Written by Paul on October 11th, 2008

A BusinessWeek article points out that tech that doesn’t work won’t let us work. Well said.

Working 90% to 95% of the time is not working. When my company’s services fail to deliver, we don’t get paid—and our customers get angry. When a technology product doesn’t do what it’s supposed to do all the time, we’re stuck. Unfortunately, the technology my company buys fails way too much. But like everything else that makes me angry, I just deal with it. And so can you.
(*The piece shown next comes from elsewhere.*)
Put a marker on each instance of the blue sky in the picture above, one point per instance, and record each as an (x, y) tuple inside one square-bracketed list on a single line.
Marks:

Something you should know:

  1. Technology sucks. Once you begin to depend on it, you’re confined by it’s inherent limitations.
  2. It won’t make you successful. That is, not unless you completely understand how it will help your business.

What Great Businesses Do

Have you noticed that so many successful companies are “behind” on tech’s latest trends? It’s because successful businesses relentlessly focus on creating incredible value for the world. They know that once you begin worshipping technology, you switch focus from providing value and then continue going downhill from there.

The Key: Exploit tech only when you know precisely how it can help accelerate your ability to get ahead.

“So, how do you exploit technology?”

Two steps:

  1. First, embrace low-tech. Spreadsheets can single-handedly kick the asses of pretty much any of the latest gadgets out there.
  2. Then, grow outward stubbornly. Improve your systems as you go. You will know you’ve outgrown your current systems when you understand precisely how to increase your efficiency.

And dont forget: Since the beginning of time (and up until a few years ago), most businesses didn’t need completely custom technology solutions. They used paper, spreadsheets, whiteboards… you get the idea.

One Response to “When Being Behind The Curve Can Be Smart”

  • Diana D. Jarvis

    Part of the trouble is that companies buy tech they don’t understand how to use in the first place. Then they act surprised when they finally figure out the gadget wasn’t designed to do what they wanted. Or they buy software for a department, but they don’t bother to even check with that department first to find out what’s actually needed.